Hi,

> * In what cases are certain replacement values used when no custom one
>   is given?

Current CRuby uses:
Unicode family: U+FFFD
others: ?

> * How exactly are groups of invalid sequences determined and replaced?
>   It seems that in some cases two invalid characters are replaced
>   separately whereas in other cases they are replaced as a group.

It follows Unicode spec (5.22 Best Practice for U+FFFD Substitution)
http://www.unicode.org/versions/Unicode6.2.0/ch05.pdf
The practice says "The maximal subpart should be replaced".

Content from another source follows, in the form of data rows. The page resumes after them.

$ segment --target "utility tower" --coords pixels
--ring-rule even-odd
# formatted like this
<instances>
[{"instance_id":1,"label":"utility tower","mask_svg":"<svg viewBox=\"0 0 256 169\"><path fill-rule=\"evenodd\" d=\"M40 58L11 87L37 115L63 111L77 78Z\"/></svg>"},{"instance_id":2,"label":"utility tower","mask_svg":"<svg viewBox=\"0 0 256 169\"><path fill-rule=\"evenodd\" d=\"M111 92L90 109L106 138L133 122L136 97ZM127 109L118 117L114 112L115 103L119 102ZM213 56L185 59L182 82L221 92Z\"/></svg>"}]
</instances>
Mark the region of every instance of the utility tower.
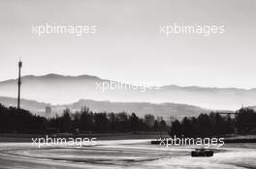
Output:
<instances>
[{"instance_id":1,"label":"utility tower","mask_svg":"<svg viewBox=\"0 0 256 169\"><path fill-rule=\"evenodd\" d=\"M20 80L20 70L22 67L22 62L19 60L18 62L18 79L17 79L17 109L20 107L20 85L21 85L21 80Z\"/></svg>"}]
</instances>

> * When exactly would Encoding::CompatibilityError be raised? When both
>  the input String and replacement are in non matching encodings?

Following logic.

if the replacement string is broken
  raise ArgumentError
else if the coderange of the replacement is 7bit
  if the input is not ASCII compatible
    raise Encoding::CompatibilityError.
  end
else
  if the encoding of the input and the encoding of the replacement is different
    raise Encoding::CompatibilityError.
  end
end

Thanks,


2014-01-24 Yorick Peterse <yorickpeterse / gmail.com>:
> I am currently working on porting String#scrub and String#scrub! to
> Rubinius (https://github.com/rubinius/rubinius/issues/2901). Looking at
> the source code of this method in MRI
> (https://github.com/ruby/ruby/blob/trunk/string.c#L8022) and the
> corresponding tests there are several different paths the code takes.
> For example, if I'm reading it correctly it will use different
> replacement values depending on the input encoding.
>
> Since my C knowledge and the understanding of the MRI internals is
> limited I'd like to request some clarification on the behaviour of these
> methods. In particular, I'd like to know the following:
>
> * In what cases are certain replacement values used when no custom one
>   is given?
>
> * How exactly are groups of invalid sequences determined and replaced?
>   It seems that in some cases two invalid characters are replaced
>   separately whereas in other cases they are replaced as a group.
>
> * When exactly would Encoding::CompatibilityError be raised? When both
>   the input String and replacement are in non matching encodings?
>
> To clarify the second item, consider the following snippet:
>
>     "\xE3\x80".scrub('-') # => "-"
>
> Here the two sequences get replaced as a group, resulting in only one
> instance of "-". However, in the following snippet they are replaced
> separately:
>
>     "\x80\x80".scrub('-') # => "--"
>
> Maybe I'm not fully understanding Unicode but it would be nice if this
> behaviour was documented somewhere as right now it's not clear whether
> this is intentional or a bug.
>
> The closest thing to a spec of the behaviour I could find is
> https://bugs.ruby-lang.org/issues/6752 but most of this is in Japanese,
> a language I sadly can't read.
>
> Thanks for the info!



-- 
NARUSE, Yui  <naruse / airemix.jp>